Le SSB aura pour mission d’établir des normes internationales régissant la divulgation par les entreprises des informations de nature ESG, c’est-à-dire portant sur leurs actions et leurs effets sur l’environnement, mais aussi sur le social et la bonne gouvernance.

Puissant complément aux politiques publiques, la finance durable, qui tient compte des facteurs ESG dans ses décisions d’allocation du capital, est le changement le plus fondamental à survenir dans le système financier depuis des décennies. Mieux encore, ce virage s’impose pour le bien commun, contrairement à d’autres innovations douteuses.

Mais jusqu’à maintenant, en l’absence de données comparables, les investisseurs et les banquiers peinent à évaluer les efforts des entreprises pour réduire leur empreinte carbone et profiter des nombreuses occasions d’affaires qui s’offrent à elles dans la transition vers une économie verte.
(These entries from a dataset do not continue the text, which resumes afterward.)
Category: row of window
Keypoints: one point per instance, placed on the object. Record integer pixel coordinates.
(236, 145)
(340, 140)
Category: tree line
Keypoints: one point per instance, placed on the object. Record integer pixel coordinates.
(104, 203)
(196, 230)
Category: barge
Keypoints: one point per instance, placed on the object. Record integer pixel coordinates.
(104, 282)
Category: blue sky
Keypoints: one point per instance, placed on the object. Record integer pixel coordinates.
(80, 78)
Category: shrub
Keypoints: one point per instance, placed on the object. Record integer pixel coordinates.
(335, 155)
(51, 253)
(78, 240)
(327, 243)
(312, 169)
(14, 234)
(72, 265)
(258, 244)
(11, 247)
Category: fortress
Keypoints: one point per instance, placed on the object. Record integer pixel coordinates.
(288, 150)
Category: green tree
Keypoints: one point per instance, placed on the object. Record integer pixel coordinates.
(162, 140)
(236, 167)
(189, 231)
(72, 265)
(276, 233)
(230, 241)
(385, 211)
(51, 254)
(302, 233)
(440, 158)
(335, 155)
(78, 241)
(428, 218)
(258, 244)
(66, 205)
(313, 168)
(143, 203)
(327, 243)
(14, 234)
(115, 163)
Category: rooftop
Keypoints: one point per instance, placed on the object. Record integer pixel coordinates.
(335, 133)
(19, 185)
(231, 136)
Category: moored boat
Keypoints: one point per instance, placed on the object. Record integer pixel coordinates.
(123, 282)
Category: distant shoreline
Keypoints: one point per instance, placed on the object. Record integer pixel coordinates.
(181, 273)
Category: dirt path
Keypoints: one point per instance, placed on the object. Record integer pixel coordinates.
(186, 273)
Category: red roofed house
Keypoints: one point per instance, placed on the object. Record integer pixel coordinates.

Le problème vient d’une prolifération d’organisations qui proposent des cadres d’analyse, des normes et des engagements qui sont incomplets, dispersés et redondants. Bref, une pagaille de bonnes intentions.

Le problème est le même pour les entreprises désireuses de montrer leurs progrès. Elles ne savent plus où donner de la tête. Pire, la confusion permet à certaines de prétendre n’importe quoi.

Le SSB a été proposé l’automne dernier par l’IFRS Foundation, l’organisme qui supervise l’International Accounting Standard Board (IASB), lequel établit les normes comptables internationales, exception faite de quelques pays, dont les États-Unis.

De partout dans le monde, près de 600 organisations privées et publiques ont appuyé l’initiative : investisseurs institutionnels, régulateurs, associations professionnelles, ainsi que des personnalités comme Mark Carney, envoyé spécial des Nations unies pour l’action climatique et la finance. Au Québec, la Caisse de dépôt, Investissements PSP, Jarislowsky Fraser, Addenda, le Vérificateur général du Québec et la Ville de Montréal (conjointement avec Toronto et Vancouver) ont envoyé des lettres de soutien.

L’IFRS Foundation fera connaître les modalités de fonctionnement du SSB en septembre, en vue d’une annonce officielle à la COP26, la conférence de l’Organisation des Nations Unies sur les changements climatiques, qui se tiendra à Glasgow, en novembre.

Beaucoup de choses restent à préciser, mais il est acquis que le SSB ne cherchera pas à réinventer la roue et qu’il s’appuiera notamment sur les travaux de cinq organisations qui ont déjà débroussaillé le terrain. Deux d’entre elles mériteront une attention particulière : le TCFD et SASB.

De nombreux investisseurs institutionnels, banquiers et assureurs, y compris les huit plus importantes caisses de retraite publiques du Canada, ont demandé aux entreprises d’adopter le cadre de divulgation du Groupe de travail sur l’information financière relative aux changements climatiques, connu sous son acronyme anglais TCFD.

Créé par le Conseil de stabilité financière, qui regroupe des régulateurs et des banques centrales, le TCFD propose une démarche détaillée pour aider les entreprises à communiquer comment elles gèrent leur risque climatique. Il est appelé à devenir un outil clé pour mesurer le progrès des entreprises vers la carboneutralité d’ici 2050. La Nouvelle-Zélande et le Royaume-Uni l’imposent à leurs entreprises et d’autres pays pourraient s’y engager à Glasgow.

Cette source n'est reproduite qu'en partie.